I know that the dependent variable can be expressed in matrix form with cbind()
. That is not what I'm asking. It is also clear to me that the results are identical. However, the ability to generate areas under the curve and similar plots is no longer straightforward with a binomial type of formatting of the dependent variable (versus a Bernoulli dependent variable of 0's and 1's).
In the following code I am looking at recent data from the US gov including number of vaccination doses per state per 100K people (d$jabsx100k
) and the number of hospital beds (inpatient and ICU combined, for example) occupied by COVID patients in each state, d$TOTpos
, versus those occupied by patients with any other diagnoses, d$TOTneg
.
So if a line of the dataset is:
state TOTpos TOTneg jabsx100k
AK 186 1019 135083
I would like to turn into
state COVID jabsx100k
AK 1 135083
AK 1 135083
AK 0 135083
.
.
.
just to run glm(COVID ~ jabsx100k, family='binomial')
.
Instead, as you can see below, what I ran is
glm(cbind(d$TOTpos,d$TOTneg) ~ scale(d$jabsx100k), family='binomial')
which works just fine, but it doesn't allow me to use the pROC
package to do other things with the model after it's run.
Going in the opposite direction is easier with the aggregate()
function, but I don't know how to "de-aggregate" the counts.
If there is any way of calling glm()
that circumvents the need to do cbind(success, failures)
it would indirectly answer the question well.
The code:
library(RCurl)
url <- "https://raw.githubusercontent.com/RInterested/DATASETS/gh-pages/COVID19%20Reported%20Patient%20Impact%20and%20Hospital%20Capacity%20by%20State%20Timeseries"
dat <- read.csv(url)
# 13: ""inpatient_beds_used" "
# 27: "staffed_icu_adult_patients_confirmed_and_suspected_covid"
# 31:"total_adult_patients_hospitalized_confirmed_and_suspected_covid"
# 39 ""total_staffed_adult_icu_beds"
data <- dat[,c(1,2,27,39,31,13)]
colnames(data) <- c('state','date','ICUpos','ICUb','IPpos','IPb')

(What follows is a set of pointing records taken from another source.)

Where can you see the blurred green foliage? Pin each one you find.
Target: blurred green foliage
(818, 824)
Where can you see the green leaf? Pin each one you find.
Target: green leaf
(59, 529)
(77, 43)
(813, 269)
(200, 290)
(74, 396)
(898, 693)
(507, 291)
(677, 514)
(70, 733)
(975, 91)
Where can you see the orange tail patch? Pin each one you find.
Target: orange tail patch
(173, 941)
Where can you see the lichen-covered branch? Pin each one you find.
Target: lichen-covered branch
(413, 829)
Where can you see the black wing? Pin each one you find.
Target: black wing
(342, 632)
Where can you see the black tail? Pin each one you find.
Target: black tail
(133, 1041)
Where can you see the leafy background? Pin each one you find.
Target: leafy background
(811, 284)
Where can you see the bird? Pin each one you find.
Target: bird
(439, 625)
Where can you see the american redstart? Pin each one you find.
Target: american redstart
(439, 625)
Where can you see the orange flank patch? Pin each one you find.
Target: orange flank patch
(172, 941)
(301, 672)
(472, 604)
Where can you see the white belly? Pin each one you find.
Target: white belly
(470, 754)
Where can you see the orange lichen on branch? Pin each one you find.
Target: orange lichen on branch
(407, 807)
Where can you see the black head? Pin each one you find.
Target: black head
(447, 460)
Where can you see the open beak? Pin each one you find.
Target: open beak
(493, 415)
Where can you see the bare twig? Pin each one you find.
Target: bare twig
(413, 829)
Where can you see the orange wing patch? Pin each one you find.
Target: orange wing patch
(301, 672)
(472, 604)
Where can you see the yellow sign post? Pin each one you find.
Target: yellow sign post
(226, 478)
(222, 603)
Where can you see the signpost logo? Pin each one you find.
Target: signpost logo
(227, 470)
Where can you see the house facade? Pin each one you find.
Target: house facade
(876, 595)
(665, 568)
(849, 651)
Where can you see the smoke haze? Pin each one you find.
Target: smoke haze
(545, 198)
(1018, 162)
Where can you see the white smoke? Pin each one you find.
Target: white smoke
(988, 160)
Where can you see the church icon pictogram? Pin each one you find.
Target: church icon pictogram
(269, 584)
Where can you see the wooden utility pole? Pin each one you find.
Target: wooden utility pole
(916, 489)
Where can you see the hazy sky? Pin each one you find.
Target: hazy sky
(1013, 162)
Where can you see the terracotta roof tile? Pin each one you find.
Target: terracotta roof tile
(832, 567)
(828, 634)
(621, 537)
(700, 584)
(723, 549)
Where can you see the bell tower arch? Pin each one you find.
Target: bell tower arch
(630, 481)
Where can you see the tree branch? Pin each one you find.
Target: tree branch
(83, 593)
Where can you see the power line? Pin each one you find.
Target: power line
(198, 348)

data[,2] <- as.Date(data$date)
df <- data[!(rowSums(is.na(data))),]
df$ICUneg <- df[,4]-df[,3]
df$IPneg <- df[,6]-df[,5]
df <- df[,c('state','date','ICUpos','ICUneg','ICUb','IPpos','IPneg','IPb')]
df <- df[order(df[,'state']), ]
# Adding IP's and ICU:
df$TOTpos <- df$ICUpos + df$IPpos
df$TOTneg <- df$ICUneg + df$IPneg
df$TOTb <- df$ICUb + df$IPb
states <- unique(df[,1])
m <- matrix(0,length(states),9)
for(i in 1:length(states)){
temp <- df[df$state==states[i],]
temp <- temp[order(as.Date(temp$date,format = "%d/%m/%Y")),]
m[i,1:9] <- round(colMeans(tail(temp[,3:11],n)))
}
hosp <- cbind.data.frame(states,m)
hosp <- hosp[order(hosp[,'states']), ]
names(hosp) <- names(df)[c(1,3:11)]
hosp$Proportion <- hosp$TOTpos/(hosp$TOTneg+hosp$TOTpos)
head(hosp)
y = url("https://raw.githubusercontent.com/RInterested/DATASETS/gh-pages/covid19_vaccinations_in_the_united_states.csv")
vaccines <- read.csv(y)
vac <- vaccines[,c(1,3)]
# 3: Doses Delivered per 100K
names(vac) <- c('state','jabsx100k')
s = url("https://raw.githubusercontent.com/RInterested/DATASETS/gh-pages/states.csv")
abbr <- read.csv(s)
vac <- vac[vac[,1] %in% abbr[,1],]
for(i in 1:nrow(vac)){
vac[i,1] <- abbr[which(abbr[,1]==vac[i,1]),2]
}
vac[,2] <- as.numeric(vac[,2])
d <- merge(hosp,vac, by="state")
head(d)
fit2 <- glm(cbind(d$TOTpos,d$TOTneg) ~ scale(d$jabsx100k), family='binomial')
summary(fit2)
exp(cbind(OR = coef(fit2), confint(fit2)))
Please note apropos of the answer that I did already scrutinize the site for ideas, including the option for weights
in the glm()
function. In particular, fit3 <- glm(d$Proportion ~ scale(d$jabsx100k), weights =d$TOTb , family="binomial")
, where d$TOTb
is the total number of beds.
This is not an improvement in any way, since I'm still stuck in the same issue of not having a Bernoulli format of the independent variable to allow me to do AUC plots and other stuff like that after the regression.
Also trying to pre-empt... I did try negative binomial and Poisson regression.